Nel dibattito che ha accompagnato la stesura del documento, è stato messo in luce come le persone affette da disabilità di varia natura costituiscano un gruppo umano fra i più marginalizzati. Non tanto perché siano privati dei diritti, quanto per il fatto che la loro condizione psichica o fisica rende per loro assai problematica la fruizione di ogni singolo diritto. Per esempio nessuno contesta che un invalido possa e debba partecipare come chiunque altro alla vita politica, quindi esercitare il diritto di voto: ma se il tragitto verso la cabina elettorale è disseminato di barriere architettoniche, questo diritto rimane pura astrazione per chi è costretto a muoversi in carrozzella. Di fatto, siamo di fronte a una vera e propria discriminazione. Uno dei punti della convenzione proposta alle Nazioni Unite impegna gli Stati a rimuovere quelle barriere da ogni struttura pubblica, e a promuoverne la rimozione anche da quelle private.

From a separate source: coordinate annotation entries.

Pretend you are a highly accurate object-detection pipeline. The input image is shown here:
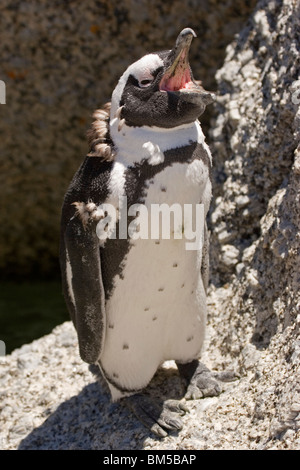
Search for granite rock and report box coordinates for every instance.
[0,0,256,276]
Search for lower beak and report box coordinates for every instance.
[159,28,197,91]
[159,28,215,106]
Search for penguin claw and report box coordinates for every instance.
[177,361,222,400]
[122,394,187,437]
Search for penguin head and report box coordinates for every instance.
[111,28,214,128]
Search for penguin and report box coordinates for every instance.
[60,28,220,437]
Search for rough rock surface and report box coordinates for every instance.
[0,0,256,276]
[0,0,300,450]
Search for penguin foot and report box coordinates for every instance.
[177,360,221,400]
[122,393,188,437]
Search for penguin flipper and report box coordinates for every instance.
[63,216,105,364]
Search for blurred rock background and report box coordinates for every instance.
[0,0,256,279]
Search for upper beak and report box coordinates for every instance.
[159,28,196,91]
[159,28,214,104]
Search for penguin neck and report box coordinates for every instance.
[110,118,204,166]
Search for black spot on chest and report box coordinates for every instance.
[100,142,210,300]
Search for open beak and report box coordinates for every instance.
[159,28,213,104]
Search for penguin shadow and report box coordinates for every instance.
[18,366,183,450]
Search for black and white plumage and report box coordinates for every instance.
[60,28,218,435]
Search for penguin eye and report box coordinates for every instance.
[139,78,153,88]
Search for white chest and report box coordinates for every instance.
[100,156,211,398]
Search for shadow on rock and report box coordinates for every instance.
[18,369,181,450]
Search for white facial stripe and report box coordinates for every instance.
[110,54,164,119]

Un altro punto fondamentale prevede la costituzione di “punti focali” presso i governi, che possono far capo per esempio ai ministeri della sanità, o della solidarietà sociale, o dell’istruzione, con l’incarico di coordinare la materia in ogni singolo Stato. Non si tratta soltanto di rimuovere barriere fisiche, ma anche di combattere pregiudizi ancora largamente diffusi, in modo che ad ogni cittadino, indipendentemente dalla sua condizione fisica, possa essere garantito l’accesso a qualsiasi occupazione che corrisponda alle sue competenze.

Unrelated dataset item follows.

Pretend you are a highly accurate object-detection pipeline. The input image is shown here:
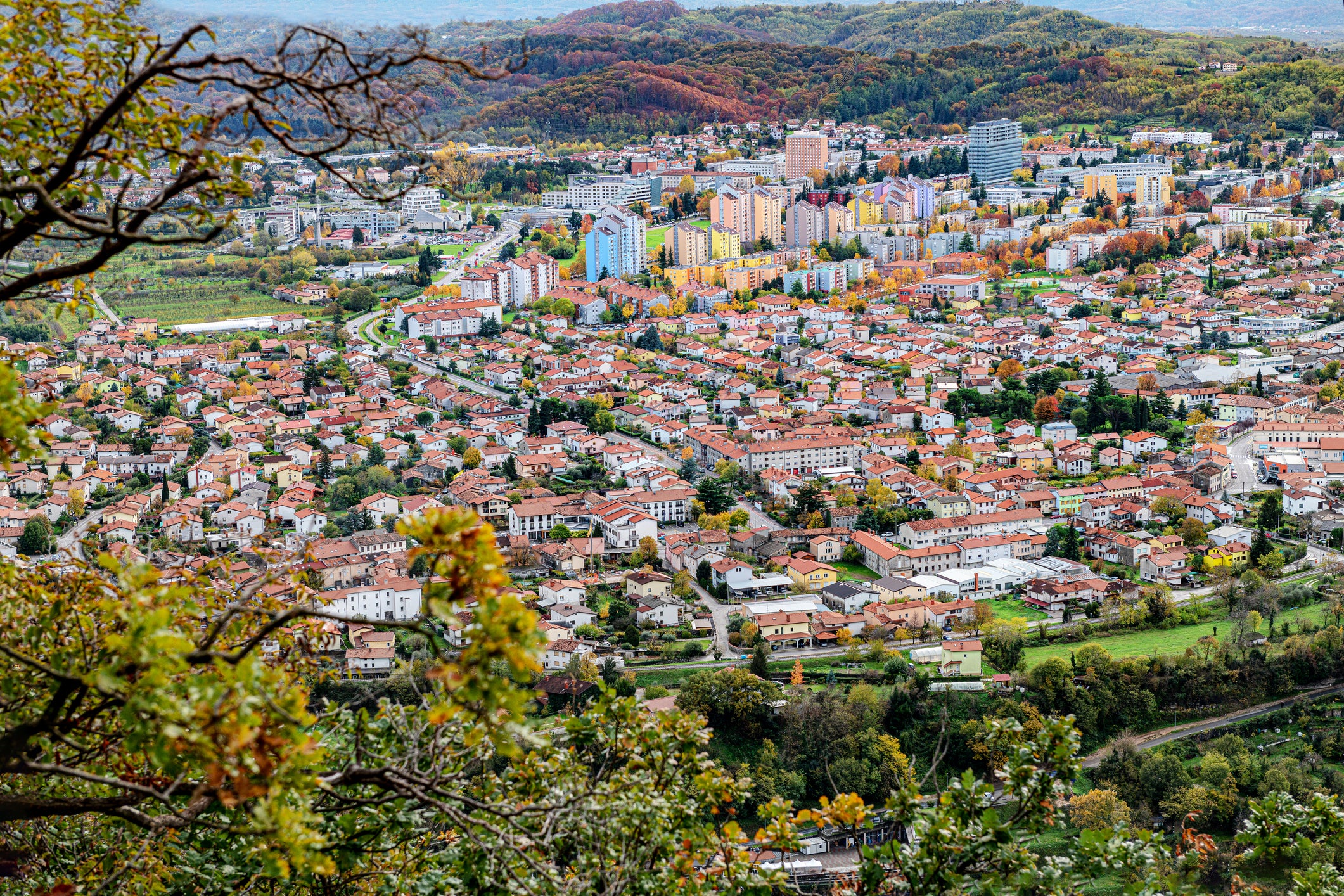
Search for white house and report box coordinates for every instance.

Per quanto riguarda l’istruzione, la disabilità è un fattore di esclusione tanto più generale quanto più ridotto è il tasso di scolarizzazione in ogni singola realtà nazionale o locale. Nei Paesi in cui la frequentazione scolastica è più scarsa, quella dei bambini e dei ragazzi disabili tende a essere vicina allo zero assoluto. Dove invece tutti, o quasi, vanno a scuola si pone il problema degli interventi specifici raccomandati dall’articolo 24 citato più sopra. Non di rado il ragazzo disabile si trova in una condizione analoga a quella del cittadino in carrozzella che non può raggiungere la cabina elettorale: sta in classe con gli altri ma non può come gli altri interagire efficacemente con chi siede in cattedra. Di qui la necessità di azioni integrative e dei docenti di sostegno.

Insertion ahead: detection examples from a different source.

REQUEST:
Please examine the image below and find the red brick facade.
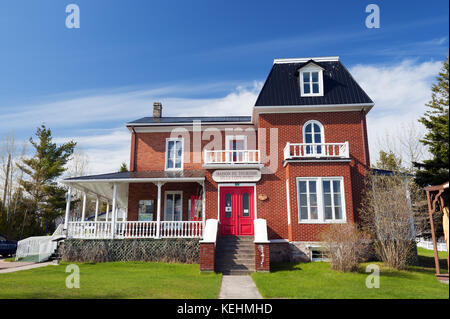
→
[128,111,369,271]
[128,112,369,241]
[200,243,215,271]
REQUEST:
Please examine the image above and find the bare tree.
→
[360,174,415,269]
[320,223,371,272]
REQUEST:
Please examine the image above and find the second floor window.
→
[299,63,323,97]
[166,139,183,170]
[303,120,325,154]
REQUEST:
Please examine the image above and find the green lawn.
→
[0,262,221,299]
[252,250,449,299]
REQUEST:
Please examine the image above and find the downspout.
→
[361,108,369,175]
[130,126,137,172]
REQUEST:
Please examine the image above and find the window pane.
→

All’inizio di questo anno scolastico, pochi giorni dopo l’approvazione della bozza di convenzione delle Nazioni Unite, il Sindacato famiglie italiane diverse abilità (l’acronimo è Sfida, quanto mai appropriato) ha fatto pervenire un appello ai ministeri della pubblica istruzione, della solidarietà sociale, della famiglia, della giustizia e dell’economia. Vi si ricorda la drammatica insufficienza degli insegnanti di sostegno nelle scuole italiane e vi si chiedono due cose: che questa situazione venga corretta e capovolta, che si apra una concertazione “per la garanzia del diritto allo studio dei ragazzi disabili”. Qualche settimana più tardi il governo ha varato la legge finanziaria per il 2007, che ha doverosamente scongiurato il rischio, più volte ventilato allo scopo di limitare le spese, di una modifica del rapporto docenti-docenti di sostegno che avrebbe di fatto ridotto il numero di questi ultimi. Si può parlare in questa circostanza di scampato pericolo, ma la strada da percorrere è ancora molto lunga.

 

                                                                   r. f. l.